Before I go on, I want to say that I sincerely hope the church believes its own rhetoric and that it isn’t a ploy to mollify us Western women. I want to believe that our leaders have been inspired by God to reach for equality because that is the kind of God I believe in. Perhaps I am, as my brother-in-law lovingly suggests, a “fringe” Mormon but even so, I love my religion just as much as any true-blue Mormon there ever was. I have stayed a Mormon because I believe that progress is slowly being made and I want to be among the snowflakes that finally break the branch of inequality in our religion. Mostly, I want to live the religion of my heart.
But recently I have felt my heart break because I am not sure that I can continue to believe in the slow progress. Yes, we have seen an increase in the language of egalitarianism but the Church’s actions do not back it up. Until recently, most of us believed that the Church remained neutral in political matters, however Mormon activism to protect the traditional family around the world has been going on for at least a decade. Mormons have played a leading role in a global alliance of conservative Muslims and Christians who have joined together to defeat threats to their patriarchal tradition. Perhaps you have heard the now folkloric story of the BYU professor who attended a United Nations conference and gave a speech based on the Proclamation on the Family and changed the anti-traditional family course of the conference. Spurred on by this success, BYU created the World Family Policy Center, holding annual conferences for “pro-family” entities around the world.
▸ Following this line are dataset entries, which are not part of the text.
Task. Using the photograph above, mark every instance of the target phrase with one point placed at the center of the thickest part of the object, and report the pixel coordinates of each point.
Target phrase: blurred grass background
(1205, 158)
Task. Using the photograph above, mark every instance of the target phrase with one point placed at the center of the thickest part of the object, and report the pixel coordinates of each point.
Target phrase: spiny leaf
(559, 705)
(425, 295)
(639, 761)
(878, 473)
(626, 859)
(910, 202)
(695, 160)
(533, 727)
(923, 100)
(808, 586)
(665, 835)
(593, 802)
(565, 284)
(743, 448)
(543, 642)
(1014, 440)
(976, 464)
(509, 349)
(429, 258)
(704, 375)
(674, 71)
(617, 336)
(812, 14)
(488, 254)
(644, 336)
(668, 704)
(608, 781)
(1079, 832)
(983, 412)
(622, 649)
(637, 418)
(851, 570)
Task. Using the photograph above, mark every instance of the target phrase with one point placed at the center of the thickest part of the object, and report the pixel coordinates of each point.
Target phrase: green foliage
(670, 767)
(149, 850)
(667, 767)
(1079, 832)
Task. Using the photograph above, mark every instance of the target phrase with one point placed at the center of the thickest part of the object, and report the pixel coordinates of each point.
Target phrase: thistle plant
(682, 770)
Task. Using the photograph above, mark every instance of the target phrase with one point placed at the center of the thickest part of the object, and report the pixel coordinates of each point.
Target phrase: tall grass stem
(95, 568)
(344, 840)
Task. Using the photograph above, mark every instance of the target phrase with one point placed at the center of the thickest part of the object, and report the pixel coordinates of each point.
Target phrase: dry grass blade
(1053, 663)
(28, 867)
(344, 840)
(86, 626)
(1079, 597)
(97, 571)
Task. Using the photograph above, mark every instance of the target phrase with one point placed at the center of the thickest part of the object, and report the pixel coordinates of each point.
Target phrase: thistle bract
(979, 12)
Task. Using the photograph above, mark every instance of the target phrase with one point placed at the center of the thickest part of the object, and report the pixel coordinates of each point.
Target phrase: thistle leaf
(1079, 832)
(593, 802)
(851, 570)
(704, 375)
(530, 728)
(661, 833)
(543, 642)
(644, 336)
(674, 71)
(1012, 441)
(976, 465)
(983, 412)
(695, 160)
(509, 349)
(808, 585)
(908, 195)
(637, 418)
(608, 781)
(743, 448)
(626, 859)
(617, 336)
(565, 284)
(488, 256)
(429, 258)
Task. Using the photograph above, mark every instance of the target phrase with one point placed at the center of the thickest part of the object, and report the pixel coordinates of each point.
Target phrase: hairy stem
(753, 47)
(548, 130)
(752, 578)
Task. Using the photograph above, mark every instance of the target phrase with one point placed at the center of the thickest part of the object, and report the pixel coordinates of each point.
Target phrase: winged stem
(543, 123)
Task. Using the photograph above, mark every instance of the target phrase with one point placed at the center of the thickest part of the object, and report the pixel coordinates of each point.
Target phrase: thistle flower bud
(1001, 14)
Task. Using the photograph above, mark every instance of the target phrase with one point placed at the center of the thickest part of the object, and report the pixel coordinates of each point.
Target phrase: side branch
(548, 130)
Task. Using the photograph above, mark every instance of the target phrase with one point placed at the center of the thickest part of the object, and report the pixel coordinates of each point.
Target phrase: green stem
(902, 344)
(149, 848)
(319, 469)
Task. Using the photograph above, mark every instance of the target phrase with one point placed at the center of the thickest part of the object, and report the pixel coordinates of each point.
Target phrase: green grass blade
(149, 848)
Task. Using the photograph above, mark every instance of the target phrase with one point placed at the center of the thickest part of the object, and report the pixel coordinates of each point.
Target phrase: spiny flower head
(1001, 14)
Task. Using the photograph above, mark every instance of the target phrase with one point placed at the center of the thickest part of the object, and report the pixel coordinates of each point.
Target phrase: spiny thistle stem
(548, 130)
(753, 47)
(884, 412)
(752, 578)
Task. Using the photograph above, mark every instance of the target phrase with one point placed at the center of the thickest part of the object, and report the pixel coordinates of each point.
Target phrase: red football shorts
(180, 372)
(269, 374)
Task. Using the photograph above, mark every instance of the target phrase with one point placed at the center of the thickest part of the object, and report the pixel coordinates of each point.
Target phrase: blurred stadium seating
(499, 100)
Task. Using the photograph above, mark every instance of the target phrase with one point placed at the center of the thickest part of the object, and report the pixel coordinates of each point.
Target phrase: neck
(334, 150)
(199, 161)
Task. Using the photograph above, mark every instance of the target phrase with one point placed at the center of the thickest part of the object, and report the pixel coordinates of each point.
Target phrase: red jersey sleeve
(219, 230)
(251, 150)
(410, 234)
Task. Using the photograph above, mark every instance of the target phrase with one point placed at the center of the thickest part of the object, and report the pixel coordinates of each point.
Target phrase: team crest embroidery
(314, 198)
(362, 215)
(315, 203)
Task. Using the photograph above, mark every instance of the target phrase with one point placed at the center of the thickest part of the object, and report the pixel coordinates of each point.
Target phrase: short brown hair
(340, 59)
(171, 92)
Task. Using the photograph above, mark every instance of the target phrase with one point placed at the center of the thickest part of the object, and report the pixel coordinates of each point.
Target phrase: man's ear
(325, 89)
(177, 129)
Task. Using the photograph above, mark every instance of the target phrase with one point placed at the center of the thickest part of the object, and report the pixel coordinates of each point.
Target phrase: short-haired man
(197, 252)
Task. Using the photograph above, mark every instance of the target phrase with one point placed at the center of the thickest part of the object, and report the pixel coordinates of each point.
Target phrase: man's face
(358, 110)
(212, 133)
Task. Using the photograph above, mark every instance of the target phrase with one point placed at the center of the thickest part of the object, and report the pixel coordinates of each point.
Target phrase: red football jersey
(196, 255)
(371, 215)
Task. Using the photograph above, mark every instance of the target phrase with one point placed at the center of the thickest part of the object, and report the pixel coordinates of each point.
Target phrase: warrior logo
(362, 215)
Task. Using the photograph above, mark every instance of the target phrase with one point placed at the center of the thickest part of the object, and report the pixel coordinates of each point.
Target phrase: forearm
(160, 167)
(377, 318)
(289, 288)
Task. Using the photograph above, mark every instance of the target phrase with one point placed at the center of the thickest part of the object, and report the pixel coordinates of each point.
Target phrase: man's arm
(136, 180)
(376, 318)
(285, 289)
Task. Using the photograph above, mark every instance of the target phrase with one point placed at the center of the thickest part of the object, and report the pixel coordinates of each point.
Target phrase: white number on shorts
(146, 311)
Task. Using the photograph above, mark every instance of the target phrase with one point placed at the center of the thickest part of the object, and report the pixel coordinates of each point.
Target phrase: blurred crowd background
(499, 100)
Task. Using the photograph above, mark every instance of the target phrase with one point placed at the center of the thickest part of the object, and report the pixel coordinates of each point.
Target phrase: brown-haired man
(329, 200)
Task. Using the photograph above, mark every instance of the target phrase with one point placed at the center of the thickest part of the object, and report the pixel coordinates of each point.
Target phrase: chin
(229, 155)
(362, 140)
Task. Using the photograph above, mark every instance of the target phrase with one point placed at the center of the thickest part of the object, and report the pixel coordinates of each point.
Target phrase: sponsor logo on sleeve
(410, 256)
The Church also became involved with organizations such as United Families International (UTI) and the World Congress of Families (WCF). In fact, the Church is a major funder of the World Congress of Families and sent Bruce C. Hafen to speak at their conference in 2007. (As an aside, the WCF’s screed on feminism and the family is the funniest thing you’ll read all day).
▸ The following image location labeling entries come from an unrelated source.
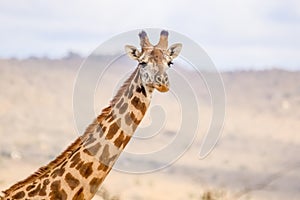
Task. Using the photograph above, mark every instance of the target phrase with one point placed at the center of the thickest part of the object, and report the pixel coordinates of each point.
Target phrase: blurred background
(254, 44)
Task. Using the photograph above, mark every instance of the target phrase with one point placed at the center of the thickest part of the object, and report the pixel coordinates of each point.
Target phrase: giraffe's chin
(162, 88)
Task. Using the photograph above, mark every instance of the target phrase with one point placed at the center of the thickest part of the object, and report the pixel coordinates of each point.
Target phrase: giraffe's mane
(77, 143)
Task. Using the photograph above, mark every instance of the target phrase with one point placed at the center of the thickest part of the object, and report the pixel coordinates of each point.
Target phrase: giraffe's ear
(132, 52)
(174, 50)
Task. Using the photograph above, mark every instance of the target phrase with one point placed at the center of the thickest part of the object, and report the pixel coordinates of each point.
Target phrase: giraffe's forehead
(155, 55)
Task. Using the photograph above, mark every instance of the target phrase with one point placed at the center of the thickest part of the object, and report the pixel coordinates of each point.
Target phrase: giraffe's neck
(79, 171)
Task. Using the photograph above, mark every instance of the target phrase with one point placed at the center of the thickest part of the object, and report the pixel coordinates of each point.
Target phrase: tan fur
(75, 145)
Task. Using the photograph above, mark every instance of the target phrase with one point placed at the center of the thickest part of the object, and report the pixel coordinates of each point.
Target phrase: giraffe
(79, 171)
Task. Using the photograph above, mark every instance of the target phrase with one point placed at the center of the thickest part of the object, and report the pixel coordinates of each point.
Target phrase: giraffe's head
(154, 60)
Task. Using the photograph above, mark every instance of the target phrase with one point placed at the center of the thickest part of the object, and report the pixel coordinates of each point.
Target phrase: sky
(244, 34)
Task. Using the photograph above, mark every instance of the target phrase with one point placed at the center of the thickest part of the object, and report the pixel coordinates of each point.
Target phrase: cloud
(233, 32)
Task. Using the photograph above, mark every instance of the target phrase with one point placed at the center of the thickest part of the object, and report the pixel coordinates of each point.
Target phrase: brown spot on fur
(134, 119)
(110, 117)
(126, 140)
(120, 103)
(35, 191)
(128, 119)
(58, 172)
(76, 158)
(86, 170)
(130, 94)
(119, 140)
(19, 195)
(71, 181)
(79, 195)
(104, 158)
(142, 90)
(136, 102)
(113, 129)
(57, 192)
(94, 184)
(30, 187)
(122, 140)
(93, 150)
(102, 167)
(101, 129)
(90, 140)
(79, 165)
(123, 108)
(43, 189)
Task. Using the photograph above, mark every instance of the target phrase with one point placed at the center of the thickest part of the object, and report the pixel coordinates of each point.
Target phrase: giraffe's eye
(143, 64)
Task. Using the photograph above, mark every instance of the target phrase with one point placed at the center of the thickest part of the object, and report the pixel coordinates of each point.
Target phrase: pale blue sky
(236, 34)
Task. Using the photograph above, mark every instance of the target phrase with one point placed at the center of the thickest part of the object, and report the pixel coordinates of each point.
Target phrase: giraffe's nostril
(158, 78)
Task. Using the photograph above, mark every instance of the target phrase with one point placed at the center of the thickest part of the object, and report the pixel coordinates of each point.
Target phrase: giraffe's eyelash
(143, 64)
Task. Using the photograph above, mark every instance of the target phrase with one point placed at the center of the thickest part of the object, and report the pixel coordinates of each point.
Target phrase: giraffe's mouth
(161, 88)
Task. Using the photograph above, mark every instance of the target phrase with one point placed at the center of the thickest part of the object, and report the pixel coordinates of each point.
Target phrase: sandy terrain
(256, 158)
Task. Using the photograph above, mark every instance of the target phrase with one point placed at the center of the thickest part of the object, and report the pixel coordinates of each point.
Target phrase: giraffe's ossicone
(79, 171)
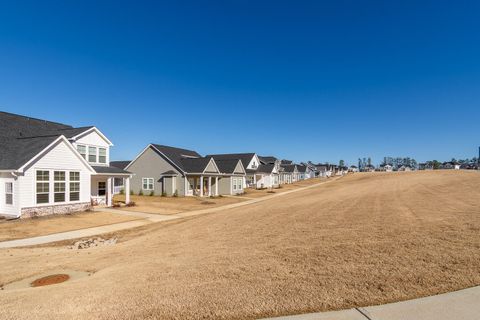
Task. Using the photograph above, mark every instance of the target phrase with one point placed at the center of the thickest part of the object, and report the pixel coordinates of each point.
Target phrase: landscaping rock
(92, 242)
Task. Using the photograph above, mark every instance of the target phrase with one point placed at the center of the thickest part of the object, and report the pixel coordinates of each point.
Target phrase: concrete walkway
(458, 305)
(147, 219)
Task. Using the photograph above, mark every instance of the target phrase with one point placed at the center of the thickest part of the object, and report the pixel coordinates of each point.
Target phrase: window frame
(85, 149)
(9, 194)
(60, 181)
(90, 154)
(100, 156)
(148, 184)
(74, 183)
(104, 188)
(42, 182)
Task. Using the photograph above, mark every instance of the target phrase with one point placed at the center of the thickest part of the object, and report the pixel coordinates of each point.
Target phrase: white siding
(59, 157)
(4, 208)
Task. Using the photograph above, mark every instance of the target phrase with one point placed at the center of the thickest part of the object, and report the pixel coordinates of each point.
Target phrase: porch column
(209, 186)
(109, 192)
(127, 190)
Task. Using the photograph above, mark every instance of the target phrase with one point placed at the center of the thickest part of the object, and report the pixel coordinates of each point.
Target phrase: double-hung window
(82, 150)
(74, 186)
(147, 183)
(8, 192)
(102, 155)
(43, 186)
(92, 154)
(59, 186)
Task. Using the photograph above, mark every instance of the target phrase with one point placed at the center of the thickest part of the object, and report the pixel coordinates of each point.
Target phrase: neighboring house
(234, 181)
(322, 170)
(287, 173)
(301, 172)
(52, 168)
(170, 171)
(353, 169)
(451, 165)
(267, 176)
(250, 162)
(386, 167)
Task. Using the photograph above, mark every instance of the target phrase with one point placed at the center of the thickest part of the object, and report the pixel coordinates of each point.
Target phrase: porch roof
(109, 170)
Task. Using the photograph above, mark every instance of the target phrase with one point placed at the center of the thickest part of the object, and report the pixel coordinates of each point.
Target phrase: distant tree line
(399, 162)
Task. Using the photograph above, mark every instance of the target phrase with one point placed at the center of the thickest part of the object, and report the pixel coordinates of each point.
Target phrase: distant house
(174, 171)
(353, 169)
(451, 165)
(386, 167)
(287, 173)
(250, 162)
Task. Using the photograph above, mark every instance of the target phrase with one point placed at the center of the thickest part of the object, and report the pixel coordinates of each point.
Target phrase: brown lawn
(361, 240)
(18, 229)
(173, 205)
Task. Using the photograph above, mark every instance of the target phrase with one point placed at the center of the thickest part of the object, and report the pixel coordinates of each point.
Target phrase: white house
(52, 168)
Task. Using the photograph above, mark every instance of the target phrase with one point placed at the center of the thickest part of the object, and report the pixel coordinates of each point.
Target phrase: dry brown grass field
(364, 239)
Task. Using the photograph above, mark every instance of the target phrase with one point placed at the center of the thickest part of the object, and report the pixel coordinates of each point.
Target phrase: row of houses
(172, 171)
(54, 168)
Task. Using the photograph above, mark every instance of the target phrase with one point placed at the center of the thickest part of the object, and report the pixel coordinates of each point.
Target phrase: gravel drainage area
(46, 279)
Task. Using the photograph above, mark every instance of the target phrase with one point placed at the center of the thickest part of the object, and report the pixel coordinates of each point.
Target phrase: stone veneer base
(54, 209)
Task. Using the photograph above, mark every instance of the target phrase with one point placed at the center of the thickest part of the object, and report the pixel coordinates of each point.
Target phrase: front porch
(103, 186)
(202, 185)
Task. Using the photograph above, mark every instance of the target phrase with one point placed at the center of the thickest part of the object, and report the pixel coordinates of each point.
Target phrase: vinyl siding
(59, 157)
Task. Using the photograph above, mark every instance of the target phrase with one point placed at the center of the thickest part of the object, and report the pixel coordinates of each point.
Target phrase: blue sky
(303, 80)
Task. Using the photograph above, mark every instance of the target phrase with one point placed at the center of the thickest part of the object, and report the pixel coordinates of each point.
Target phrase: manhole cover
(49, 280)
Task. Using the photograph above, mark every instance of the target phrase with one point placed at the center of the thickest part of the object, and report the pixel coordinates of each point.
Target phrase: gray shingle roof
(194, 165)
(266, 168)
(244, 157)
(17, 152)
(288, 167)
(267, 159)
(120, 164)
(227, 165)
(176, 155)
(22, 138)
(109, 170)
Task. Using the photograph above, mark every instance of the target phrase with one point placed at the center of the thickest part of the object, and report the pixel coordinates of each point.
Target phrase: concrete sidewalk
(147, 219)
(458, 305)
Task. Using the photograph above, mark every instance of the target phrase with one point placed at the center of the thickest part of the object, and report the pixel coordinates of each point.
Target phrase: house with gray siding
(170, 171)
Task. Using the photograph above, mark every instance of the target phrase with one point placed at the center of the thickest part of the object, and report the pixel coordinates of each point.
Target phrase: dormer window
(102, 155)
(83, 151)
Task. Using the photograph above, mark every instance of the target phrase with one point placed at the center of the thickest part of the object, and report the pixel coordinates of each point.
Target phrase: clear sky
(302, 80)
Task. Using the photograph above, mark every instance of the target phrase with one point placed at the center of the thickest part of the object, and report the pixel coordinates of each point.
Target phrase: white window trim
(9, 193)
(51, 187)
(148, 184)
It is the mission of these organizations to influence international policy in pro- traditional family and anti- gay marriage and abortion ways. I am not against protecting, supporting and promoting the family; generally I am pretty pro-family, as evidenced by my two children in three years, but families that do not guarantee an equally beneficial experience for all those involved should not be supported. These organizations have, unfortunately, targeted International treaties like the Convention on the Elimination of All Forms of Discrimination Against Women (CEDAW) which call on signatory countries to foster equality and make progress towards eliminating sexism in both national laws and cultural practices. CEDAW is basically the international bill of rights for women. As somebody who practically ate, drank and breathed CEDAW in college, I know the immense good this particular convention did for women around the world but also how ineffectual it could be because of the conservative factions of signatory countries that refused to follow all of the guidelines.
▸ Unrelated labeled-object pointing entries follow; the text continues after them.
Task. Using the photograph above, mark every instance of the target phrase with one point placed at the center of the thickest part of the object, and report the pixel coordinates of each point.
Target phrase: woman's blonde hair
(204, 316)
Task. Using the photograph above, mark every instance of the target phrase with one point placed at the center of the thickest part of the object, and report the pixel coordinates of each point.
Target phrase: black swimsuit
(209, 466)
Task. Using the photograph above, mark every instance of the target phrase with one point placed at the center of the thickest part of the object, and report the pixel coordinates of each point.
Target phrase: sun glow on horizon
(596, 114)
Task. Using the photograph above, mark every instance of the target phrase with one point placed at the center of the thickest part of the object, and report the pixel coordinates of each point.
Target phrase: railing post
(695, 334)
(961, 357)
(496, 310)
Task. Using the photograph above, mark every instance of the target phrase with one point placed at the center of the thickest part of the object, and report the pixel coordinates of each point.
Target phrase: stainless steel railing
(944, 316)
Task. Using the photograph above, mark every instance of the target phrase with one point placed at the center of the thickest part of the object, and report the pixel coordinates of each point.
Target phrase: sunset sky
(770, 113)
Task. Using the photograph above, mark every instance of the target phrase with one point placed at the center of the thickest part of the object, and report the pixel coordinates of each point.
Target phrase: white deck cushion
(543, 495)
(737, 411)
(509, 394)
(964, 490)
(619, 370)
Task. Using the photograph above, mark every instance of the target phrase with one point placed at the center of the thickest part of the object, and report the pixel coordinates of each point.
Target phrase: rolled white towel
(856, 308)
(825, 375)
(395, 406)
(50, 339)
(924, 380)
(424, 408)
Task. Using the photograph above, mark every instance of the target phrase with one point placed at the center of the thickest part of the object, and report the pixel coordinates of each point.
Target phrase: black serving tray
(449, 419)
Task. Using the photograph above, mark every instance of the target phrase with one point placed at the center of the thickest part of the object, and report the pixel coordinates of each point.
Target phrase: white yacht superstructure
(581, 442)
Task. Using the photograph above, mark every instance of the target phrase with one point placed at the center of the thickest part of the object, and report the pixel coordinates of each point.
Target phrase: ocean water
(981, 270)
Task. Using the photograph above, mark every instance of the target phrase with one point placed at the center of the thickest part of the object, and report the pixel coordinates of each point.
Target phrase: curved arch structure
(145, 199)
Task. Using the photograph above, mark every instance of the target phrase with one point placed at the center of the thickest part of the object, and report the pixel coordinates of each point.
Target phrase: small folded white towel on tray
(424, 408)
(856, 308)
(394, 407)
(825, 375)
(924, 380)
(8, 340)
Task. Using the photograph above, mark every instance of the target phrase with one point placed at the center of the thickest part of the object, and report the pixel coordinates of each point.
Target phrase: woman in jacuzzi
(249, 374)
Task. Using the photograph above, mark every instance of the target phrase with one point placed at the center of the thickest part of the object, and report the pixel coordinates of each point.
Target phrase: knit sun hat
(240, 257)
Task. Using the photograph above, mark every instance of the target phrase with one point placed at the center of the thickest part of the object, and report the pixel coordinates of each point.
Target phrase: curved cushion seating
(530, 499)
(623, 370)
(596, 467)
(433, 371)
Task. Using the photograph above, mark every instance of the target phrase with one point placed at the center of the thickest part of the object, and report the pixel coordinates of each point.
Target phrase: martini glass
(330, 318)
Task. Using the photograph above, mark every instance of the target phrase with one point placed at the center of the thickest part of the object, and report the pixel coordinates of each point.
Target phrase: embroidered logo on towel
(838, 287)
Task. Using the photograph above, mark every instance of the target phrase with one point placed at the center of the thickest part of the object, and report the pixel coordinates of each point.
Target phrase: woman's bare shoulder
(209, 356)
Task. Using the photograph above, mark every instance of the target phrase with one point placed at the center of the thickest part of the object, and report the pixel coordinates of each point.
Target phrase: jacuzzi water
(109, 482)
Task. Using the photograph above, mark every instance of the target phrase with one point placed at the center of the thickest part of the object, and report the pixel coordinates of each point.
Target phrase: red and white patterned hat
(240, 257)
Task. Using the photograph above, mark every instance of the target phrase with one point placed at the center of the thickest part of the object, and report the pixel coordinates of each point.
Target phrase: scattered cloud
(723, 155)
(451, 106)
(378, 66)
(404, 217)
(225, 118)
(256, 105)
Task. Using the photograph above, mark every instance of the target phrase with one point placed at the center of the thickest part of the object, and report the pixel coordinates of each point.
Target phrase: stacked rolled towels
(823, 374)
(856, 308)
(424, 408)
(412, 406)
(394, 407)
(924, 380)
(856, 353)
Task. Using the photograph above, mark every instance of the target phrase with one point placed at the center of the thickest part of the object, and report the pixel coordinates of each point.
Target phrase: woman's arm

The executive director at BYU’s World Family Policy Center told a reportert hat the United Nations conventions are an issue because they “appeared to be a pretty concerted effort to shape customary international law into, essentially, the Equal Rights Amendment.” But is anyone else wondering if an Equal Rights Amendment for countries like Saudi Arabia and India would be such a bad thing? Would it be such a bad thing for female fetuses to be guaranteed the right to life or for little girls to go to school without acid being flung in their eyes? Is being able to escape an abusive marriage really a threat to the traditional family? The answer is, of course, yes; any gains made in the rights of women are a threat to patriarchal tradition. The question is now, does our church really want to follow this tradition?
It would seem that the lack of answers is really the answer. Of course our church leaders could change things if they wanted to. The preside language is incomprehensible and could be gotten rid of tomorrow without changing the majority of Mormon marriages. Likewise, the “hearken” covenant could be done away with without fundamentally changing the endowment. And yet neither is likely to happen; they are not likely to happen because their is no desire or impetus to change. Instead we have gotten into bed with facets of religion and culture that hold equal partnership between men and women in complete disregard. I am afraid that here, actions speak louder than words.
As for those of us on the fringe, all we can do is keep hanging out on that tree branch and hope that God sends an avalanche some day soon.